[Ksummit-discuss] [MAINTAINERS SUMMIT] Deprecation / Removal of old hardware support

Geert Uytterhoeven geert at linux-m68k.org
Wed Sep 12 06:40:52 UTC 2018


Hi Thomas,

On Tue, Sep 11, 2018 at 11:50 PM Thomas Gleixner <tglx at linutronix.de> wrote:
> On Wed, 12 Sep 2018, Laurent Pinchart wrote:
> > On Tuesday, 11 September 2018 22:33:08 EEST Greg KH wrote:
> > > On Tue, Sep 11, 2018 at 11:37:25AM +0200, Lukasz Majewski wrote:
> > > > In the kernel community we pose a lot of attention to security (for
> > > > example the prompt reaction on meltdown/spectre), but in the same time
> > > > we tend to forget about the "long lived" devices and force their
> > > > maintainers to use 2.6.x kernels..... (or even 2.4.x).
> > >
> > > We care, but really, how much can we do here?
> > >
> > > I've been working a lot with the Adroid ecosystem to try to help fix
> > > their bad habits of "grab a random kernel and ship it and never update
> > > it" by providing longer lived kernels that they can constantly update
> > > their devices to.
> > >
> > > But their lifetimes is much shorter compared to yours, and I have no
> > > insight into what kernels are being used, what configurations you all
> > > care about, and how long you need/want them updated.
> > >
> > > Working with really old kernels like you have, without hardware
> > > available to test is a hard task.  If your hardware is in a system like
> > > kernelci, then you can be sure that any new kernel will work properly
> > > with your system and then you might not want to have to stay with really
> > > old kernels that no one can maintain :)
> > >
> > > There's a Linux Foundation project, "CIP" that wants to maintain kernels
> > > for devices like what you are making for 20+ years.  They are having the
> > > problems of not knowing exactly what platforms they wish to support, but
> > > their goal is good, hopefully they eventually nail something down and we
> > > can work together.  Perhaps you should contact them to try to help solve
> > > this issue for everyone?
> >
> > I may be wrong, but I understand Lukasz's comment as the exact opposite: we
> > forget about long-lived devices and drop their support while they're still in
> > active use, forcing vendors to start using old and unsupported kernels.
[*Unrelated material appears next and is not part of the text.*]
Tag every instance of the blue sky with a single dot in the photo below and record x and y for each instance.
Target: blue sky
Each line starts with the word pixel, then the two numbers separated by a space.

If a
> > large number of ARMv4(T) devices are still being actively deployed and
> > maintain, we should treat them as first-class citizens.
>
> But that does not mean, that we have to support ancient compilers
> forever. If that stuff needs to be treated as first class citizens then
> someone who has vested interest in this needs to fix that. That's none of
> our business, really.

The issue here is that gcc dropped armv4 (not v4t AFAIK) support.

Gr{oetje,eeting}s,

                        Geert

-- 
Geert Uytterhoeven -- There's lots of Linux beyond ia32 -- geert at linux-m68k.org

In personal conversations with technical people, I call myself a hacker. But
when I'm talking to journalists I just say "programmer" or something like that.